Start a trace and pass it into the run

Open a root span in your driver code, inject the resulting trace context into a carrier dict, and hand it to the run via with_runcontext(custom_context=...):

from opentelemetry.propagate import inject

with tracer.start_as_current_span("workflow_run"):
    carrier = {}
    inject(carrier)   # writes traceparent (and tracestate/baggage if configured) into carrier
    run = flyte.with_runcontext(custom_context=carrier).run(main, url="https://httpbin.org/get")
    print(run.url)

The carrier is a regular Dict[str, str], which is exactly what custom_context expects.

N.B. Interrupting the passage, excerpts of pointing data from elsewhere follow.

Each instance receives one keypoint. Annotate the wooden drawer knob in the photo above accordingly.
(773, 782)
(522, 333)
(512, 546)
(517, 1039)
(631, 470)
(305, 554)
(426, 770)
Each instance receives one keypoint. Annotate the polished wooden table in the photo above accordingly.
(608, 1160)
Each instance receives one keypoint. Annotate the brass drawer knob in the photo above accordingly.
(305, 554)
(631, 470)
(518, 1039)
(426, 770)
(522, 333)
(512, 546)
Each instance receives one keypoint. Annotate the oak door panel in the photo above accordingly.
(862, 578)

Re-parent spans inside a task

Each task pulls the parent context out of flyte.ctx().custom_context and uses it to anchor its own spans:

import httpx
from opentelemetry.propagate import extract

@env.task
async def fetch(url: str) -> int:
    parent = extract(flyte.ctx().custom_context)
    with tracer.start_as_current_span("fetch", context=parent):
        async with httpx.AsyncClient() as client:
            resp = await client.get(url)
        return resp.status_code

Without extract(...), the span you open inside the task would be a new root span in your tracing backend, disconnected from the rest of the workflow.

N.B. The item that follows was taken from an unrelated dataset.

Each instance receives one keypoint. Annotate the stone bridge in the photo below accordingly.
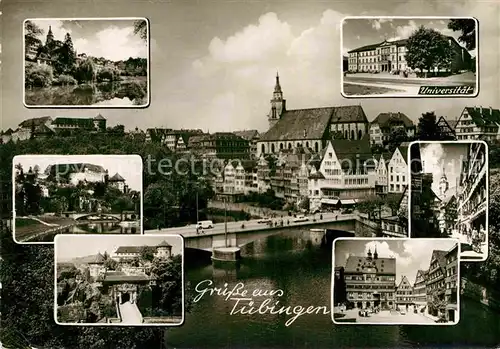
(83, 216)
(359, 226)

Propagate into nested tasks

When a task calls another task, refresh the carrier with the current span and pass it through flyte.custom_context(...) so the child task’s flyte.ctx().custom_context carries the updated parent:

from opentelemetry.propagate import extract, inject

@env.task
async def main(url: str) -> int:
    parent = extract(flyte.ctx().custom_context)
    with tracer.start_as_current_span("main", context=parent):
        carrier = {}
        inject(carrier)
        with flyte.custom_context(**carrier):
            return await fetch(url)

The pattern composes — every task that opens a span and calls another task repeats the inject + flyte.custom_context(...) step.

Reusable decorator

The extract / start_as_current_span / inject / flyte.custom_context sequence is mechanical. Wrap it in a decorator so task bodies stay clean:

import functools
from opentelemetry.propagate import extract, inject

def traced(span_name: str):
    def decorator(fn):
        @functools.wraps(fn)
        async def wrapper(*args, **kwargs):
            parent = extract(flyte.ctx().custom_context)
            with tracer.start_as_current_span(span_name, context=parent):
                carrier = {}
                inject(carrier)
                with flyte.custom_context(**carrier):
                    return await fn(*args, **kwargs)
        return wrapper
    return decorator


@env.task
@traced("fetch")
async def fetch(url: str) -> int:
    async with httpx.AsyncClient() as client:
        resp = await client.get(url)
    return resp.status_code

Choosing an exporter

ConsoleSpanExporter only prints to stdout. To send spans to a real backend, replace it with the exporter that targets your collector — for example:

  • OTLP (most collectors, including the OpenTelemetry Collector): opentelemetry-exporter-otlp
  • Jaeger: opentelemetry-exporter-jaeger
  • Vendor exporters: Datadog, Honeycomb, New Relic, Splunk, etc. — each ships its own pip package.

The exporter, endpoint, and credentials are configured entirely in your task code; Flyte does not mediate that connection.